Comme le décrit Douglas Edric Stanley, artiste reconnu et professeur d'arts numériques à l’Ecole supérieure d'art d'Aix-en-Provence, “ Processing est avant tout un environnement de programmation conçu pour des artistes, par des artistes ”. Créé par Ben Fry et Casey Reas, du MIT, il prolonge le projet Design by Numbers, de John Maeda. Considéré comme un environnement d’apprentissage parfait pour créer des images et des animations, il est principalement utilisé par des étudiants en arts numériques, par des artistes ou par des développeurs amateurs d'open source.

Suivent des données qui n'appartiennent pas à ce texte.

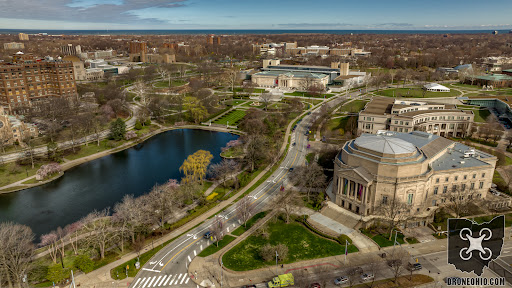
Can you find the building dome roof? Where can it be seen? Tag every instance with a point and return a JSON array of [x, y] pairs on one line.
[[385, 144]]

Ses atouts ? Sa simplicité. Processing est très facile d'accès, et son interface archi simple. Et comme c'est un logiciel libre, il est totalement gratuit. Le langage fonctionne sur Mac, sur Windows et sur Linux. Il fonctionne également sur les téléphones portables et sur les circuits électroniques. “ Là où Processing se différencie vraiment, c’est qu'il peut interagir avec des outils physiques, comme des caméras, des instruments de musique, des cartes à puces. Le programme peut réagir avec l'environnement ”, souligne Eric Ambrosi, concepteur et spécialiste de Flash et de Silverlight.
On peut imaginer piloter son dessin avec la voix, ou brancher une caméra et les mouvements enregistrés dessinent dans l'image… Dans l'exemple ci-dessous, un artiste a réalisé une installation qui lie musique et graphisme au travers d'une table tactile.
Les projets Wiring et Arduino ouvrent Processing à la robotique. Processing Mobile permet aux artistes de créer des programmes pour les téléphones portables. Les développeurs l'utilisent aussi pour créer des animations et des graphiques de manière plus intuitive et plus simple qu'avec une programmation orientée objet. Certains d'entre eux utiliseraient même Processing pour tester rapidement leurs algorithmes, avant de les transférer dans des environnements plus complexes comme Eclipse, ou de les améliorer avec des composants Java plus sophistiqués.
“ Un autre avantage de Processing, c’est l’existence de nombreuses petites bibliothèques externes qui étendent les possibilités à l’infini ”, ajoute Eric Ambrosi. Enfin, Processing serait meilleur au niveau des performances et notamment pour des effets complexes de friction ou de particules. Si l'on en croit le site officiel, les prochaines versions de Processing devraient permettre d'étendre les capacités à la vidéo ou à la 3D.
Bien entendu, la question brûle les lèvres. Processing est-il un concurrent de Flash (d'Adobe), voire de Silverlight (de Microsoft) ? “ Ils peuvent parfois atteindre le même objectif final. Mais Flash est avant tout un outil de production Internet, Processing un outil pour les artistes ”, analyse Eric Ambrosi. Les fondateurs du langage n'ont d'ailleurs visiblement aucune envie de s'y comparer.
“ Nous ne ciblons pas la même audience. Croyez vous que seulement deux personnes peuvent rivaliser avec une société aussi grande qu'Adobe ? Et puis, est-ce qu’il y a vraiment besoin de faire un meilleur Flash ? Nous pensons que non. Notre but ne va pas dans ce sens. Est-ce que les gens arrêtent d'utiliser des crayons parce les stylos existent ? ”, écrivent-ils sur le site officiel du projet. En fait, certains artistes y voient même une complémentarité et tentent d'interfacer des projets Processing avec Flash.